- Born: February 10, 1988 (age 38) Ottawa, Ontario, Canada

Team
- Curling club: Iqaluit CC, Iqaluit, NU

Curling career
- Member Association: Ontario (2000–2024) Nunavut (2024–2026)
- Hearts appearances: 2 (2025, 2026)

= Julia Weagle =

Canadian curler (born 1988)

Julia Weagle (born February 10, 1988) is a Canadian curler from Ottawa.

==Career==
===Youth===
Weagle began curling at the age of 7. When the 2001 Nokia Brier was hosted in Ottawa, Weagle beat future World Champion Rachel Homan in a special little rock bonspiel played on Brier ice. Homan's future longtime teammate Emma Miskew was a member of Weagle's team.

In high school, Weagle skipped her Nepean High School team to a runner-up finish at the National Capital Secondary School Athletic Association championships in 2004. She lost in the final to Sir Robert Borden High School, skipped by Karen Sagle. In 2005, she lost in the Ontario Bantam final to Rachel Homan. She skipped a team out of Peterborough at the 2009 Ontario Junior Curling Championships, finishing with a 1–6 record. That year, she was given an athletic award from Trent University for her contributions to varsity and campus recreation programs for third and fourth year students.

===Early women's===
Weagle curled competitively in Ontario from 2004 to 2019, playing for such skips as Robyn Mattie, Brit O'Neill, Caitlin Romain and Chrissy Cadorin. Playing second for the Cadorin rink, she played in the 2018 Ontario Scotties Tournament of Hearts. The team finished with a 3–3 record.

===Nunavut===
At the end of the 2023–24 curling season, Nunavut curlers Sadie Pinksen, Leigh Gustafson and Alison Taylor were looking for a fourth player to join their team. Gustafson's father Jack spoke to Weagle's father, Ted about the team's dilemma, and Julia was mentioned as a possible fourth, despite having retired from competitive curling. After meeting a few times virtually, the three Nunavummiut flew south to meet Weagle to play in the Stroud Sleeman Cash Spiel Ontario Curling Tour event, where they went 1–3. Weagle flew north to practice with the team a couple of times over the next few months to prepare for the Nunavut playdowns. The team was the only rink to enter, and therefore earned the right to represent the territory at the 2025 Scotties Tournament of Hearts. Weagle would be the team's "import player" as the only player from outside Nunavut on the team. It was her first Scotties appearance.
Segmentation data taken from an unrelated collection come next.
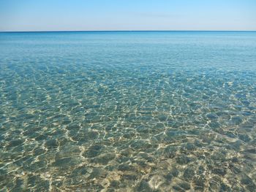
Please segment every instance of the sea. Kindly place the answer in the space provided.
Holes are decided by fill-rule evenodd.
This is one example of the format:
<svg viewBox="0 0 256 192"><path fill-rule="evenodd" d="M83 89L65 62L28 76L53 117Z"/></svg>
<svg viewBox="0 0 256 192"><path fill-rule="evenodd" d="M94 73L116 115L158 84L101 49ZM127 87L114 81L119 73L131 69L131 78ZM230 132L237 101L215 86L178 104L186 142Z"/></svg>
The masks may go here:
<svg viewBox="0 0 256 192"><path fill-rule="evenodd" d="M1 191L255 191L256 31L0 33Z"/></svg>

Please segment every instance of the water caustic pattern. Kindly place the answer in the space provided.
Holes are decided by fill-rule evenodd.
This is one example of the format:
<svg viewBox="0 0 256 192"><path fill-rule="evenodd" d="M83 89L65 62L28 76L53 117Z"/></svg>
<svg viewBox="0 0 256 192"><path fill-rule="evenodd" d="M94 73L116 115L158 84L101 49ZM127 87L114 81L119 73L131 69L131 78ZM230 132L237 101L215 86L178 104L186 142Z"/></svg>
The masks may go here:
<svg viewBox="0 0 256 192"><path fill-rule="evenodd" d="M0 34L1 191L255 191L255 32Z"/></svg>

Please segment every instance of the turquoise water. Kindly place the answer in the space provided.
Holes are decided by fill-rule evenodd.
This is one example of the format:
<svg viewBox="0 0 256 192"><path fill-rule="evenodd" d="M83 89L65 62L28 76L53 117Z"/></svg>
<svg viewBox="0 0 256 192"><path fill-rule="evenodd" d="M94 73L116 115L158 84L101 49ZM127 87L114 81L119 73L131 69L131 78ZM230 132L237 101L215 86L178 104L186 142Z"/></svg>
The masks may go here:
<svg viewBox="0 0 256 192"><path fill-rule="evenodd" d="M0 33L1 191L255 191L256 32Z"/></svg>

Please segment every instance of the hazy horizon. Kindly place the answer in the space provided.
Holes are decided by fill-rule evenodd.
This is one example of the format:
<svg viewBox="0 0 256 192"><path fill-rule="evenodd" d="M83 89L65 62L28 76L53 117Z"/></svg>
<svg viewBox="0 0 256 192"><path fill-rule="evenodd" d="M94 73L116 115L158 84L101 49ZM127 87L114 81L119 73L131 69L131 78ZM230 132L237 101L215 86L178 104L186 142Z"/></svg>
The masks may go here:
<svg viewBox="0 0 256 192"><path fill-rule="evenodd" d="M2 0L0 31L256 31L253 0Z"/></svg>

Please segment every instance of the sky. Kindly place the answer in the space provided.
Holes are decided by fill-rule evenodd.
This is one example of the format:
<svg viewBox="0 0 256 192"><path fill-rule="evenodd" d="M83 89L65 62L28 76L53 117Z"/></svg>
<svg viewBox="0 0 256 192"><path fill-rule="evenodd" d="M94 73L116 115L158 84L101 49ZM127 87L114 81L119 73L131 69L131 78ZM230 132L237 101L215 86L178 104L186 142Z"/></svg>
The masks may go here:
<svg viewBox="0 0 256 192"><path fill-rule="evenodd" d="M0 0L0 31L256 31L256 0Z"/></svg>

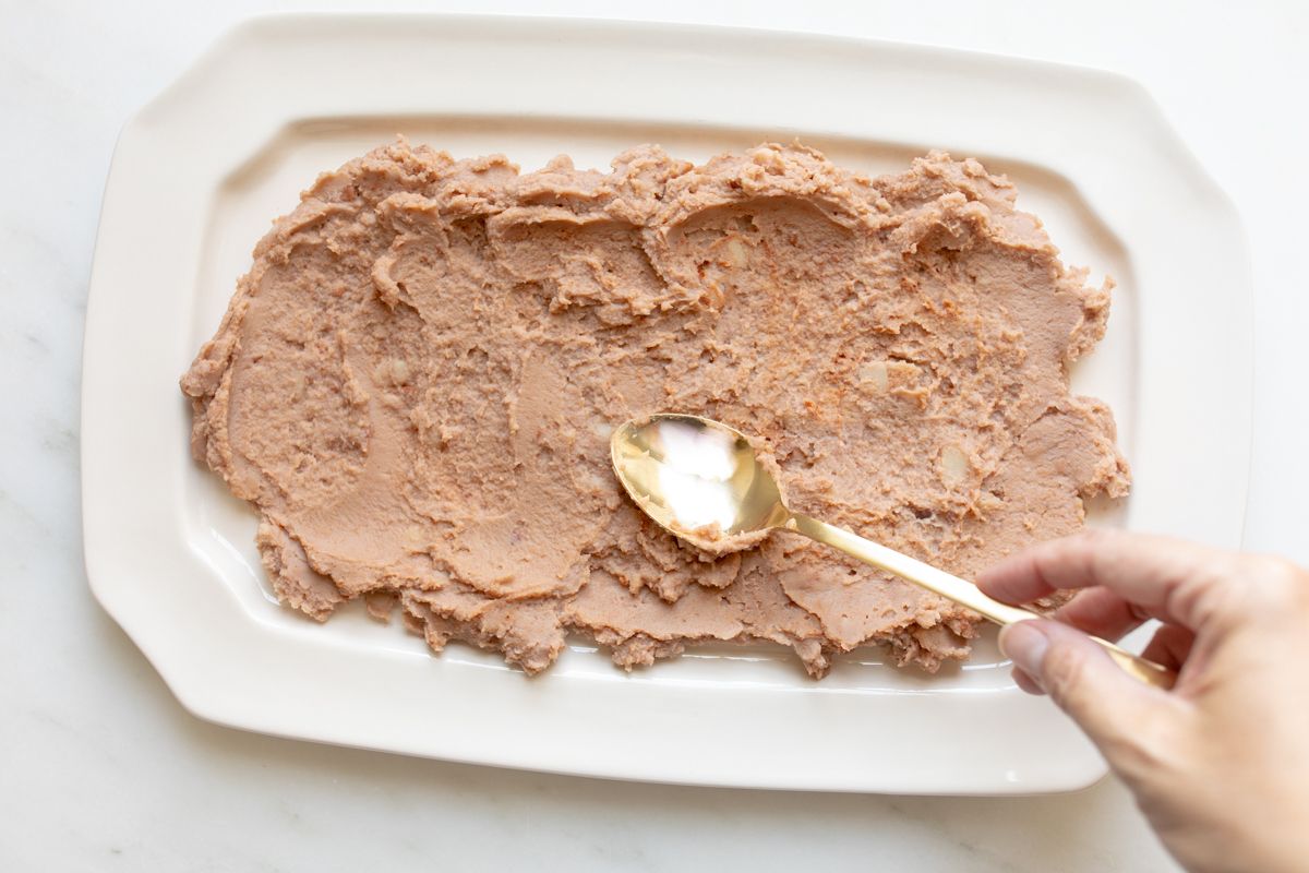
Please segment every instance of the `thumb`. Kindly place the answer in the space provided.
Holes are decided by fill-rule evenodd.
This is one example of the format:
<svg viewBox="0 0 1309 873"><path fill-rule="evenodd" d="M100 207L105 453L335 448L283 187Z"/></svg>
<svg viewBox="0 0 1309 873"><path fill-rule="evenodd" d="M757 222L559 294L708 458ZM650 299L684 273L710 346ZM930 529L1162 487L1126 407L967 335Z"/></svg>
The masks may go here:
<svg viewBox="0 0 1309 873"><path fill-rule="evenodd" d="M1089 636L1045 619L1009 624L1000 650L1050 695L1111 764L1141 751L1143 724L1157 724L1170 696L1128 675Z"/></svg>

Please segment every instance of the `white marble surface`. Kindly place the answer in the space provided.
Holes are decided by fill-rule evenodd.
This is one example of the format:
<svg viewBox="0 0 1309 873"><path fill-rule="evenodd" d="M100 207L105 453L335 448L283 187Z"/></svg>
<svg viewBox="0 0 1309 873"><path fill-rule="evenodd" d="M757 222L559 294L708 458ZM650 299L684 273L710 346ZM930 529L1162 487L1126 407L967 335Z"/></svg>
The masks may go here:
<svg viewBox="0 0 1309 873"><path fill-rule="evenodd" d="M1139 79L1245 217L1259 338L1246 538L1309 560L1296 501L1309 491L1301 4L390 5L751 24ZM0 0L0 869L1173 869L1113 780L1013 800L672 788L322 747L185 713L96 606L81 564L79 348L101 187L123 120L224 26L308 7ZM1223 351L1178 365L1204 378Z"/></svg>

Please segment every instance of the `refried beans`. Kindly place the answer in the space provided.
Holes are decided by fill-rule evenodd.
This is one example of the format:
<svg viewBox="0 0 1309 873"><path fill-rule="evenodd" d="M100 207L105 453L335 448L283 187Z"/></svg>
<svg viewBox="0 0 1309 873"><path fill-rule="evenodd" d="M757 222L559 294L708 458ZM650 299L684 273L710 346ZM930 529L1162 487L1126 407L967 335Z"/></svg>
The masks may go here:
<svg viewBox="0 0 1309 873"><path fill-rule="evenodd" d="M624 668L733 641L814 677L872 643L936 670L979 616L798 537L679 543L623 495L610 429L725 421L796 510L969 577L1126 492L1107 407L1068 387L1107 312L975 160L640 147L522 175L401 139L275 223L182 389L315 619L398 606L528 673L567 633Z"/></svg>

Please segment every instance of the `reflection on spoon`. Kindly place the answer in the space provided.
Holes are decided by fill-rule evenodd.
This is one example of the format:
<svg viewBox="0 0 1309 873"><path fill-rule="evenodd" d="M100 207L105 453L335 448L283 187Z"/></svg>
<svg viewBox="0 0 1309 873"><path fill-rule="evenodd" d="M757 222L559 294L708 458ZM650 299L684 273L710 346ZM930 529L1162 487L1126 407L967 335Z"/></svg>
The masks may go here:
<svg viewBox="0 0 1309 873"><path fill-rule="evenodd" d="M1001 603L966 580L787 508L776 463L761 455L745 435L695 415L634 419L610 438L614 472L654 524L706 551L750 548L781 527L838 548L966 606L996 624L1035 613ZM1094 639L1094 637L1093 637ZM1173 687L1177 675L1113 643L1096 639L1124 670L1143 682Z"/></svg>

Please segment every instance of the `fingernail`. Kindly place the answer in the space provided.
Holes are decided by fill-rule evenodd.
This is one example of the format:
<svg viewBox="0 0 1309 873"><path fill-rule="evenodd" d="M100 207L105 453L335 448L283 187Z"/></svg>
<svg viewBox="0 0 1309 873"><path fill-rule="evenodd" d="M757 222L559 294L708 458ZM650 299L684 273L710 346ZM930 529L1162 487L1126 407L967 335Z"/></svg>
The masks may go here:
<svg viewBox="0 0 1309 873"><path fill-rule="evenodd" d="M1041 662L1050 648L1050 639L1033 626L1030 620L1014 622L1000 631L1000 650L1018 668L1041 685Z"/></svg>

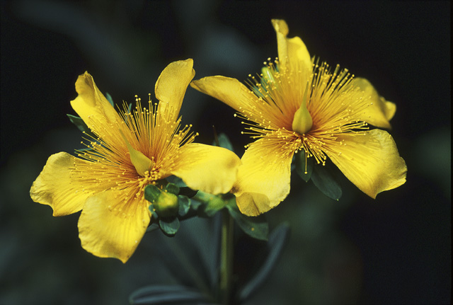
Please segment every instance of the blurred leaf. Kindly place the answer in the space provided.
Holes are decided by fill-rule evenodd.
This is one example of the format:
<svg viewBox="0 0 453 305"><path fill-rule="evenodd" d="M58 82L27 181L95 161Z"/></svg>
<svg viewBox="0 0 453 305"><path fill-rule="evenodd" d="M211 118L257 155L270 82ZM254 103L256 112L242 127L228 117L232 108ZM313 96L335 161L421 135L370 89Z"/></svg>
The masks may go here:
<svg viewBox="0 0 453 305"><path fill-rule="evenodd" d="M165 187L165 189L168 192L174 195L178 195L179 193L179 188L174 183L167 184L167 185Z"/></svg>
<svg viewBox="0 0 453 305"><path fill-rule="evenodd" d="M129 297L131 304L208 304L210 301L201 292L184 286L152 285L140 288Z"/></svg>
<svg viewBox="0 0 453 305"><path fill-rule="evenodd" d="M178 284L197 287L205 295L210 295L209 263L193 238L197 236L187 231L181 232L178 238L164 238L164 242L159 243L161 246L157 247L156 251L161 263L165 265Z"/></svg>
<svg viewBox="0 0 453 305"><path fill-rule="evenodd" d="M178 214L183 217L187 215L187 213L190 209L190 200L187 196L183 196L181 195L178 196L178 203L179 204L179 212Z"/></svg>
<svg viewBox="0 0 453 305"><path fill-rule="evenodd" d="M318 164L314 166L311 173L311 181L322 192L334 200L341 197L341 187L335 180L329 168L326 166Z"/></svg>
<svg viewBox="0 0 453 305"><path fill-rule="evenodd" d="M187 196L189 198L192 198L193 196L197 195L197 190L192 190L188 186L184 186L182 188L179 188L179 195L182 195L183 196Z"/></svg>
<svg viewBox="0 0 453 305"><path fill-rule="evenodd" d="M294 154L294 164L296 173L302 178L305 182L309 182L313 173L313 159L314 158L306 158L306 163L305 160L305 151L302 150L297 154ZM306 173L305 173L305 166L306 166Z"/></svg>
<svg viewBox="0 0 453 305"><path fill-rule="evenodd" d="M265 251L265 259L261 267L239 292L239 301L243 302L264 282L278 260L289 237L289 226L283 223L274 229L269 236Z"/></svg>
<svg viewBox="0 0 453 305"><path fill-rule="evenodd" d="M226 205L225 200L219 196L202 191L198 191L193 198L201 202L200 207L198 209L200 216L207 217L214 216L219 210L225 207Z"/></svg>
<svg viewBox="0 0 453 305"><path fill-rule="evenodd" d="M162 232L167 236L174 236L179 229L179 219L178 217L174 218L161 218L159 217L159 226L161 227Z"/></svg>
<svg viewBox="0 0 453 305"><path fill-rule="evenodd" d="M159 229L159 224L156 223L151 224L147 229L147 232L152 232L153 231L156 231L158 229Z"/></svg>
<svg viewBox="0 0 453 305"><path fill-rule="evenodd" d="M241 213L236 204L236 198L228 201L226 208L236 223L247 235L260 241L267 241L269 225L264 215L249 217Z"/></svg>
<svg viewBox="0 0 453 305"><path fill-rule="evenodd" d="M115 107L115 103L113 103L113 99L112 98L112 96L110 96L108 92L105 92L105 98L108 100L108 103L110 103L112 107Z"/></svg>

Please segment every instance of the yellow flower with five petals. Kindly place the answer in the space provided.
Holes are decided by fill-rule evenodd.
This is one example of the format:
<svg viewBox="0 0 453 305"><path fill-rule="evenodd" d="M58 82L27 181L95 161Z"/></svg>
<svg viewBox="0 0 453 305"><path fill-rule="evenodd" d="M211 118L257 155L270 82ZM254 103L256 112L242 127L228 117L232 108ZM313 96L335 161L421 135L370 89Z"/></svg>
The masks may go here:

The 2025 Hearts was the first time since 2023 that Nunavut fielded a team, as the territory had to withdraw from the 2024 Hearts due to lack of ice due to the Iqaluit Curling Club being closed for the filming of the North of North television show. The team did not have high expectations for the tournament, with Weagle saying their goals were "to represent ourselves and the territory and our sponsors, ... [and] on growing the sport in Iqaluit." Also playing at the 2025 Hearts was Weagle's sister Lisa, who was playing for Quebec. It was the fifth time that two sisters played on different teams at the Hearts, though they ultimately wouldn't play against each other. At the Hearts, Weagle led Nunavut to an 0–8 record.

==Personal life==
Weagle works as a senior manager in guest experience at TD Place for the Ottawa Sports and Entertainment Group, where she has worked since 2020. She is married to Shane McConnell, her sister is Olympic curler Lisa Weagle, and her mother is writer Brenda Chapman. She attended Nepean High School, Trent University and Algonquin College. She previously lived in Toronto.